We already built the image above, but didn't make use of it yet. Here we test it's up:
curl a.couchdemo-`swarm user`.gigantic.io
Call the above command several times to see that the response is changing slightly. The uuid
returned should differ between requests, depending by witch host the response is served.
Since both CouchDB instance replicate their content, we don't really care which instance is accessed.
The provided backup script (written in Python) runs a test on both instances directly and then over the load balancer to see if there gains in throughput.

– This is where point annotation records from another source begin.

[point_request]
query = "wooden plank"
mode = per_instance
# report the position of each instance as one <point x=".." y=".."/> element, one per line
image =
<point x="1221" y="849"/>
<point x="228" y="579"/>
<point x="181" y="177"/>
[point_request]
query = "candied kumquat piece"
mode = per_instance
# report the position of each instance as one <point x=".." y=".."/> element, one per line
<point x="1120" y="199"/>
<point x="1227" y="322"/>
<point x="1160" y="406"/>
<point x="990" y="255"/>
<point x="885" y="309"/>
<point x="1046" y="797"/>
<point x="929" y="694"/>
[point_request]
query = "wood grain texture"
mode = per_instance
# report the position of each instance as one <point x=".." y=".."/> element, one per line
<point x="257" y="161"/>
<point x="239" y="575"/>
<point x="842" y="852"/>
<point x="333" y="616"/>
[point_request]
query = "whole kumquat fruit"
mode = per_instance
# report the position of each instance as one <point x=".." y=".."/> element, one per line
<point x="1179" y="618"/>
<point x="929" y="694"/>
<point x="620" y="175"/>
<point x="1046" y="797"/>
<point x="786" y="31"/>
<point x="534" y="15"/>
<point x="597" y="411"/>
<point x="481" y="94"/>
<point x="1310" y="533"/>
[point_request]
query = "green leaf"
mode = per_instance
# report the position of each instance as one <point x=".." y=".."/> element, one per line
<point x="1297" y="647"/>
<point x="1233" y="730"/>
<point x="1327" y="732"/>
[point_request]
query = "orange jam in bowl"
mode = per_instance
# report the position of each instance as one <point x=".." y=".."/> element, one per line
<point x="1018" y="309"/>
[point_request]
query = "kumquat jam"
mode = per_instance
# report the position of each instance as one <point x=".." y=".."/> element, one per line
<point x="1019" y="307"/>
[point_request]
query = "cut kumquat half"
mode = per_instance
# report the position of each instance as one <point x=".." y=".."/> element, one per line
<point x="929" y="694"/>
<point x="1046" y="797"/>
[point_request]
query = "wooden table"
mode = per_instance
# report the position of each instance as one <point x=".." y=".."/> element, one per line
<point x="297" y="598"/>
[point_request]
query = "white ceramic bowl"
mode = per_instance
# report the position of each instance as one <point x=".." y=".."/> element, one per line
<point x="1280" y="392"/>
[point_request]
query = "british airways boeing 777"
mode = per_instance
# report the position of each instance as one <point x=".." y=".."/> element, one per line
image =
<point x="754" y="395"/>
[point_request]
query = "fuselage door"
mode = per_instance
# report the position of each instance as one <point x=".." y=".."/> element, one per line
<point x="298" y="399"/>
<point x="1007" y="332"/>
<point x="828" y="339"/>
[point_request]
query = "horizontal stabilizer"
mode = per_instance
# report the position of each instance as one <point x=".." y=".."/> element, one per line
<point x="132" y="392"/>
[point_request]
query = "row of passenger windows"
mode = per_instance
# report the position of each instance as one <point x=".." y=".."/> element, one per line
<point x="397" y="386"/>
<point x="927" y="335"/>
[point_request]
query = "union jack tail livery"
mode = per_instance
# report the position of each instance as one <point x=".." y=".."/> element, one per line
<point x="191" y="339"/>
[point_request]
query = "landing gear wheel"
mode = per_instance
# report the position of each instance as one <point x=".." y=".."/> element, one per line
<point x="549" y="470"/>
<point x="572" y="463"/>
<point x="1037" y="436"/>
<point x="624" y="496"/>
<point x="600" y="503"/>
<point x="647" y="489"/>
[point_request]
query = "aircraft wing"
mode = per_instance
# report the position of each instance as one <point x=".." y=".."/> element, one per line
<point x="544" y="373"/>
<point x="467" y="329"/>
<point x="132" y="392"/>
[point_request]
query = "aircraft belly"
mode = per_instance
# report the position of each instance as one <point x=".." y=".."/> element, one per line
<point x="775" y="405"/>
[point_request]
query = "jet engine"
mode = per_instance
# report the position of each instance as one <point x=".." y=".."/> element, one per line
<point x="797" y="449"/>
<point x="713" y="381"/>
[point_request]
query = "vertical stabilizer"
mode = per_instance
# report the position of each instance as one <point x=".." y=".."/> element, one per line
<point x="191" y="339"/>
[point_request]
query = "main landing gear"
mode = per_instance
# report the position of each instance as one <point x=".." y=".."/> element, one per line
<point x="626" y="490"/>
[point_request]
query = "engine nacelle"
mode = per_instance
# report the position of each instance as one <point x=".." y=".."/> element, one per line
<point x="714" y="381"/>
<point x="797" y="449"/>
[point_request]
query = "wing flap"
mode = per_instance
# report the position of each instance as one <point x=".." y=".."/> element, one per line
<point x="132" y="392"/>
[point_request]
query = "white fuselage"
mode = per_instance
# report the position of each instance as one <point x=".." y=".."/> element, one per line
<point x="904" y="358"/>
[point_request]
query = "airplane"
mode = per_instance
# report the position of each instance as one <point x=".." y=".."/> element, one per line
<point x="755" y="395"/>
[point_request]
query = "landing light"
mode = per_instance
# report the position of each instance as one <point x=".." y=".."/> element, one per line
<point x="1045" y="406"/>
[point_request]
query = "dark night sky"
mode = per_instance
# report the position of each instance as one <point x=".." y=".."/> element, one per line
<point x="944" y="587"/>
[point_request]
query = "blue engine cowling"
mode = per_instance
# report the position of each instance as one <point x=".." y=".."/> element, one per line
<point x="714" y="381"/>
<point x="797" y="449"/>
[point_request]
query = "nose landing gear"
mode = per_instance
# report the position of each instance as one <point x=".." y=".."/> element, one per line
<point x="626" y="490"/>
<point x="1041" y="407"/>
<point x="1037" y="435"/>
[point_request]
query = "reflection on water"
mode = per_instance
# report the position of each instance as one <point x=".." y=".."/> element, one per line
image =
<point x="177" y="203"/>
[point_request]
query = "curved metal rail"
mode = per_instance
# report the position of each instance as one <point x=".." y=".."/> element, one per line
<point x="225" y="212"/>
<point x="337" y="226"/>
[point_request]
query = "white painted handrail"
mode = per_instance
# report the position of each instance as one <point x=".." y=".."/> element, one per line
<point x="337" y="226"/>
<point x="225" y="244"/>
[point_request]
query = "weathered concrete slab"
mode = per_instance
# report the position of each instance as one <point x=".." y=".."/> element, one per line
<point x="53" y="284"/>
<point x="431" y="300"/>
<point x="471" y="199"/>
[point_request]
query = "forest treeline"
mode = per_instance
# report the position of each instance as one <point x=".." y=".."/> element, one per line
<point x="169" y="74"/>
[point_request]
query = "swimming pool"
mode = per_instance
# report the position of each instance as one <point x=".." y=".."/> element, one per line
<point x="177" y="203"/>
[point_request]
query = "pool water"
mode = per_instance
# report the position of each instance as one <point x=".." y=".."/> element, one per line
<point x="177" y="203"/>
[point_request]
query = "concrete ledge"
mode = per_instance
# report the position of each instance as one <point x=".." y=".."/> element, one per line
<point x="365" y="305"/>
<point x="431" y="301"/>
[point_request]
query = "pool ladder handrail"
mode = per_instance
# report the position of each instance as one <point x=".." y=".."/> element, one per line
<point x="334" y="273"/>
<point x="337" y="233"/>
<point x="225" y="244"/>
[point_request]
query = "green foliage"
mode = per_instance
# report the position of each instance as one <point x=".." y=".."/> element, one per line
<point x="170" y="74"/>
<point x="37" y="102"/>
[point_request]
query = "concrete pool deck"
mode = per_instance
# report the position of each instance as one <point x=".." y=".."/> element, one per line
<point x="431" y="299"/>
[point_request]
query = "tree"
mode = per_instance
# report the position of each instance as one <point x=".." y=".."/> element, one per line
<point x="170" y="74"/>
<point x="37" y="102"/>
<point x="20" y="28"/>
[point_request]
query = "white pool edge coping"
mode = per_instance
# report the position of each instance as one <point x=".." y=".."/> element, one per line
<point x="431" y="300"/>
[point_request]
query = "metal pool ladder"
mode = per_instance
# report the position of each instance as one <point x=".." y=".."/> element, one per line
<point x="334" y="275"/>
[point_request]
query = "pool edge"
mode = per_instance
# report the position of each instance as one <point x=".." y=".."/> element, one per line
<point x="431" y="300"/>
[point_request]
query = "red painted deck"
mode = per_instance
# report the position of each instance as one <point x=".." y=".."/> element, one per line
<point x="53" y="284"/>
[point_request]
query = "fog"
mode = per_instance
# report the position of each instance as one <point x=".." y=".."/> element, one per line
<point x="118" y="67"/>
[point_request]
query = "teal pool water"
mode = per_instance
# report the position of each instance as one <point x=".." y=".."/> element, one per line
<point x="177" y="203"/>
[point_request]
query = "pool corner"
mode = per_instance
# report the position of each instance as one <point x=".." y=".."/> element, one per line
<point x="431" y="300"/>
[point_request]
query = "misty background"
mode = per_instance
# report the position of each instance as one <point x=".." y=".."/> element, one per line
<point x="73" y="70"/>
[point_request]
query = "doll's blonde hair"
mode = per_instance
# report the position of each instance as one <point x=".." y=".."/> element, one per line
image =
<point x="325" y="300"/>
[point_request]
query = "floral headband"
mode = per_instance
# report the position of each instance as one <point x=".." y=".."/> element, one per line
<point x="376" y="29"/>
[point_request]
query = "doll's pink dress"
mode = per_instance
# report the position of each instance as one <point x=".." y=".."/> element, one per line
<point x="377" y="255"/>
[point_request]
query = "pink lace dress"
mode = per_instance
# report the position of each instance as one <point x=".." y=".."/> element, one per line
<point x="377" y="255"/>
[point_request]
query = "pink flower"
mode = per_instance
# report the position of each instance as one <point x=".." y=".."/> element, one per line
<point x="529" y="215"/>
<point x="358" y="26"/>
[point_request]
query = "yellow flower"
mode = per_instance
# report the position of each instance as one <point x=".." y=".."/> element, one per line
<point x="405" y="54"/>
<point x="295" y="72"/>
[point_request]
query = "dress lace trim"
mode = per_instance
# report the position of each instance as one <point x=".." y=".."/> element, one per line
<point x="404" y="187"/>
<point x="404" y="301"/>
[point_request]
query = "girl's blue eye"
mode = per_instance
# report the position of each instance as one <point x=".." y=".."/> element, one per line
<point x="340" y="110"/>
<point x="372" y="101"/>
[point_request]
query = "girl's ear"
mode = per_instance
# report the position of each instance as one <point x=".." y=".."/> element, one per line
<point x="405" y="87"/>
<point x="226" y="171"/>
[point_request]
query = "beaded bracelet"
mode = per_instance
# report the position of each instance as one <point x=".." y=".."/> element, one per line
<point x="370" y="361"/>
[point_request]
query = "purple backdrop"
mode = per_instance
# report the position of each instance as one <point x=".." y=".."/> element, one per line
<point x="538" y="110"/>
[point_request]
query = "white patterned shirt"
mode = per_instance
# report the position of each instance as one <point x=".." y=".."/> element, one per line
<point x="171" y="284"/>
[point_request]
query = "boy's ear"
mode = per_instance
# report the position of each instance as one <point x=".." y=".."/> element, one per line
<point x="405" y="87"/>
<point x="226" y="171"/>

Here is how to set it up using virtualenv
and pip
.
virtualenv venv
source venv/bin/activate
pip install requests couchdb
Once this is done, call it using
python benchmark.py
The script creates a database called benchmark
. When it already exists, the database is deleted and re-created.
Then, documents are created first on one instnce, then on the other instance, then via the load balancer. In the next step, the same documents are read in randomized order from one host, then from the other host, then via the load balancer.
In our tests, the speed gain from using the load balancer is minimal. The benefit that the CouchDB cluster is hidden from the clients is far greater.